Retrospective cohort study of medication adherence and risk for 30-day hospital readmission in a Medicare Cost Plan.
Manag Care. 2014 Jan;23(1):43-7
Authors: Hochhalter AK, Basu R, Prasla K, Jo C
PURPOSE: Reducing hospital readmissions requires deploying appropriate interventions to groups at highest risk for readmission. Long-term medication adherence may indicate one's ability to manage recovery and chronic illness after discharge. If so, medication adherence also may be a predictor of hospital readmission.

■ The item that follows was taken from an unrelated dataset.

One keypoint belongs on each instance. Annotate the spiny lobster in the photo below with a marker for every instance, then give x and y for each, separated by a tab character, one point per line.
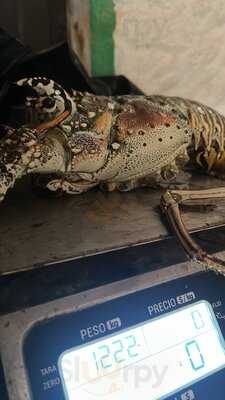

DESIGN: The objective of this study was to test the association of long-term medication adherence with hospital readmission in a cohort of beneficiaries enrolled in a Medicare Cost Plan.
METHODOLOGY: The study employed a retrospective cohort design using administrative pharmacy and health care claims for a sample hospitalized in 2009. Medication adherence was measured with the medication possession ratio (MPR) for the 12 months prior to the first hospitalization in 2009. The likelihood of readmission within 30 days from the first hospitalization in 2009 was estimated using the logistic regression model.
RESULTS: Long-term medication adherence was not associated with likelihood of 30-day hospital readmission (odds ratio [OR] = 0.82, P = .71). However, older age (OR = 1.07, P = .003) and longer length of hospital stay (OR = 1.2, P < .001) were associated with higher likelihood of 30-day readmission, while having an office visit within 30 days of discharge (OR = 0.38, P = .03) was associated with lower odds of readmission.
CONCLUSION: Except for older age, variables associated with likelihood of readmission are difficult for clinical teams to access during a hospital stay to identify those at risk for readmission. Additional work is needed to identify indicators of readmission risk that can be utilized during hospitalization to identify patients needing post-discharge support to help prevent readmission.